I See Your Humanity, Mr. Trump. We Need You To See Ours.

Dear Mr. Trump,

So it seems that you shall be the president of my country. We are split down the middle, it seems, and fear is crawling at the surface, and hatred creeping into our souls. We are not listening to each other, we are not meeting each other’s gaze. No, we are just running around and around the merry-go-round, the mulberry bush, the prickly pear that means so very little but wounds so very much.

I cannot read your heart, Mr. Trump, but I can feel the impact of your words and your actions. Do you not understand how much they burn? Do you not see that, in leading, you are taking up a trust which you must earn? And what trust can be earned that does not hold love in the sparked heart of the seed? What love can there be in words of usury and manipulation? Can a lie convey a truth? Can half-truths, or the pretense to read the thoughts of others, serve as a saving grace?

No, I think not. You cannot use others as the rungs of your ladder, those less powerful than you, pitting the vulnerable against the vulnerable, and congratulating yourself on the art of the deal.

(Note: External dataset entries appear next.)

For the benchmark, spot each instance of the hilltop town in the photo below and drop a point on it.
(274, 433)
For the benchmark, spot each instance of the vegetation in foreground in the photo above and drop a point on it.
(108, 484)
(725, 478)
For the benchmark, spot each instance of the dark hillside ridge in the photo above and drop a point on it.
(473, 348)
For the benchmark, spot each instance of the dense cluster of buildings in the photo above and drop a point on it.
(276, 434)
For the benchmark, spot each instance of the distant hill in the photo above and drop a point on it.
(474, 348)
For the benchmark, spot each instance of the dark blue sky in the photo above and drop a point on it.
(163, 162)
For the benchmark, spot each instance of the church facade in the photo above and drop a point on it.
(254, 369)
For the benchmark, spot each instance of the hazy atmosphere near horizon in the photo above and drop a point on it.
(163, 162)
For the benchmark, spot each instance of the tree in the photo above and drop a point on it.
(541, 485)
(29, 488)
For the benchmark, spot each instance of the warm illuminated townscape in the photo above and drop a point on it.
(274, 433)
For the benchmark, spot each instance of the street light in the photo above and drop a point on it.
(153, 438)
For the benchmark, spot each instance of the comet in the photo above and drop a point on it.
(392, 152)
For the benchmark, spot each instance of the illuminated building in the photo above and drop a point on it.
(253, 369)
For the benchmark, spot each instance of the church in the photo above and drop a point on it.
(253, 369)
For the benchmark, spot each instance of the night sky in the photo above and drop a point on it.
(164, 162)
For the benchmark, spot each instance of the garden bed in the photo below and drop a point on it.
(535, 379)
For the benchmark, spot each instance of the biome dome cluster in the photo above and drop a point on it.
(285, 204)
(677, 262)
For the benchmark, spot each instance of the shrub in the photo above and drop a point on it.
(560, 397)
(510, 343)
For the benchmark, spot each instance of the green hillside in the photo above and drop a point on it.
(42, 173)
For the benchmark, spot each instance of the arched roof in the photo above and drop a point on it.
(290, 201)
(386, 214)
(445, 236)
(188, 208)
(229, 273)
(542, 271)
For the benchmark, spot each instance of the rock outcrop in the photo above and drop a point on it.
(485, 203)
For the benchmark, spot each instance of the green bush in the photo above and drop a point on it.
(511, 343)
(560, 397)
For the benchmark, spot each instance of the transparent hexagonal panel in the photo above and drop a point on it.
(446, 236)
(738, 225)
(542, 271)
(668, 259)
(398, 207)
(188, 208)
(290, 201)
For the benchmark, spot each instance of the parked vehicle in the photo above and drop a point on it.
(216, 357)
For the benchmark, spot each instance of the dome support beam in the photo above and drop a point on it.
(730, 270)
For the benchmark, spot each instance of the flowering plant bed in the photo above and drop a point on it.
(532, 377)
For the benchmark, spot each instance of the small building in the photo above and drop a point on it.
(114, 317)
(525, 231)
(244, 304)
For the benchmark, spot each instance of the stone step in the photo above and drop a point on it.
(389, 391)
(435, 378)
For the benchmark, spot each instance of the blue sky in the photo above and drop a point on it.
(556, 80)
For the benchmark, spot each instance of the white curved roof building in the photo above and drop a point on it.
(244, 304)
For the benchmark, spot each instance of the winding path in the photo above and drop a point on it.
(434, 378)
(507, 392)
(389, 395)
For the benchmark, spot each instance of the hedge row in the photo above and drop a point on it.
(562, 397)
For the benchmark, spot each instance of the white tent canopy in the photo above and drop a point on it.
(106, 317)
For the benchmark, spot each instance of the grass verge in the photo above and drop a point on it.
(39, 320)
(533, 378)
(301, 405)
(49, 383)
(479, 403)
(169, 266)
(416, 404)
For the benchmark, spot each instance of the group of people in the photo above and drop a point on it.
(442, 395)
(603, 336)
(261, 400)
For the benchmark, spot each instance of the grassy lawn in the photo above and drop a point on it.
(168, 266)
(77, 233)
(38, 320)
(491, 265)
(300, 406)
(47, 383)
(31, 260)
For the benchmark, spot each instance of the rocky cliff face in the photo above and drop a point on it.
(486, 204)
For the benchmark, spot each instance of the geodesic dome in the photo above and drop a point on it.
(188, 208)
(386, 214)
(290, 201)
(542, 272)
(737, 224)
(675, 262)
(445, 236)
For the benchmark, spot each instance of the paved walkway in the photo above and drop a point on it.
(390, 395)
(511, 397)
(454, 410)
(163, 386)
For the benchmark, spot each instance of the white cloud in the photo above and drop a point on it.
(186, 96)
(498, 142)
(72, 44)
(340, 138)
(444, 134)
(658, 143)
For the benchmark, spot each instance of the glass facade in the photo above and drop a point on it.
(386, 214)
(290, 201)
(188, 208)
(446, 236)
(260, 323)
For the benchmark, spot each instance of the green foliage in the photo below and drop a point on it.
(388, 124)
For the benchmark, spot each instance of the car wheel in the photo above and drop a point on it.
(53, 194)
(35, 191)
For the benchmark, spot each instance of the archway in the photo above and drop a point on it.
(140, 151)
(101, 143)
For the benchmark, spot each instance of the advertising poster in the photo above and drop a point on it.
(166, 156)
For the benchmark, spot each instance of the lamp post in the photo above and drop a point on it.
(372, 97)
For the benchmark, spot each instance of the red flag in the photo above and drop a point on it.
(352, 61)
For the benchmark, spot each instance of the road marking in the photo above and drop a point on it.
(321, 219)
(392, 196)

If your art is written in the anguish of others, if it rises from the ashes of others, what can be said to have been gained? If a victory cannot be met with humanity, or a loss accepted with dignity, what worth have either? This is not a lesson for you alone, but for us all. For, in the end, do you not reflect our own selves?

No, I do not judge you, Mr. Trump. You have claimed you simply say what others have thought. If so, then God forgive us for our thoughts. You bring them to the surface, and we flinch to see them, and then respond in a dizzying array of reactions. Some use them a weapon, unshackled from previous constraints. Some use them as a means to claim separated sanctimoniousness. Both sides banish the other as beyond the reach of redemption. We are trapped in our bulwarks, and we fail to look our neighbor in the face.

I stumbled upon your book the other day, your Art of the Deal, glistening glibly in the front window of a store, trying to make the monetary most of the upcoming inauguration. Is it our new Golden Calf, I wonder? As I skim through it, I wonder what you want me to take away from your words, bragging about how much money you have made, and how much status you have achieved, and the nature of your business dealings as an art form. As an artist, perhaps I find the last part to be the most disconcerting. For art is a transcendent, and as such serves its own ends, holding its fulfillment within itself. But if business becomes more than a fair means to a productive end, it becomes an idol.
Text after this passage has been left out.